Salmon, which is an extremely fast alignment-free method of quantitation, is run for all experiments. Salmon can accurately quantitate the expression of genes, even ones which are hard to quantitate with other methods (see [this paper](https://doi.org/10.1186/s13059-015-0734-x) for example for Sailfish, which performs similarly to Salmon). Salmon can also quantitate at the transcript level which can help gene-level analyses
(see [this paper](https://doi.org/10.12688/f1000research.7563.1) for example). We recommend using the Salmon quantitation rather than the counts from featureCounts to perform downstream quantification.

Although we do not recommend using the featureCounts based counts, the alignments are still useful because they give you many more quality metrics than the quasi-alignments from Salmon.

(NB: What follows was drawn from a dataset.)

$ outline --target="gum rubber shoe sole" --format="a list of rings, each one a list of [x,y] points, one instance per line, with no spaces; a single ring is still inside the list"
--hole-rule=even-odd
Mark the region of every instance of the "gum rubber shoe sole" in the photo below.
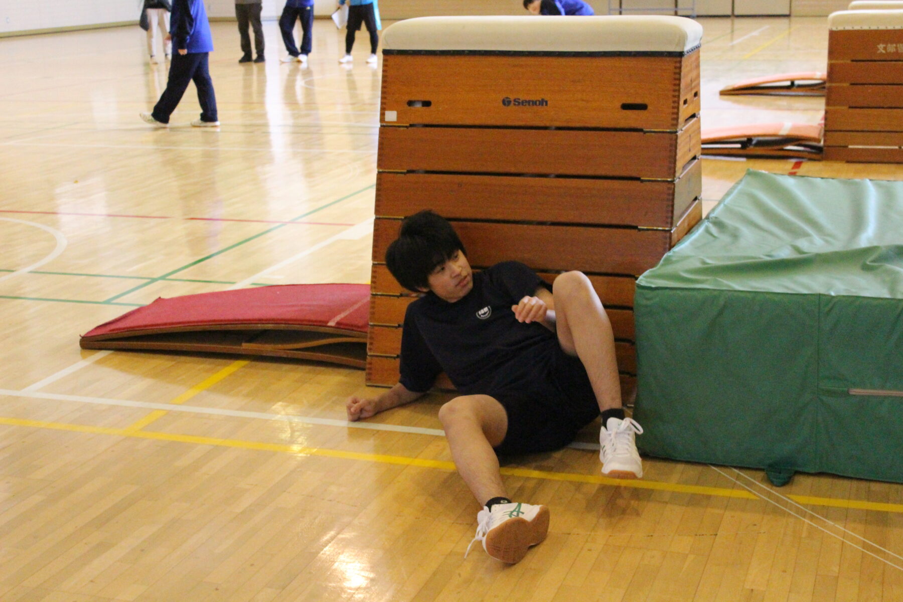
[[[549,532],[549,509],[540,506],[532,521],[512,518],[505,521],[486,535],[486,551],[507,564],[519,562],[530,546],[542,543]]]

After a bcbio RNA-seq run there will be in the `upload` directory a directory for each sample which contains a BAM file of the aligned and unaligned reads, a `sailfish` directory with the output of Salmon, including TPM values, and a `qc` directory with plots from FastQC and qualimap.

In addition to directories for each sample, in the `upload` directory there is a project directory which contains a YAML file describing some summary statistics for each sample and some provenance data about the bcbio run. In that directory is also a `combined.counts` file with the featureCounts derived counts per cell.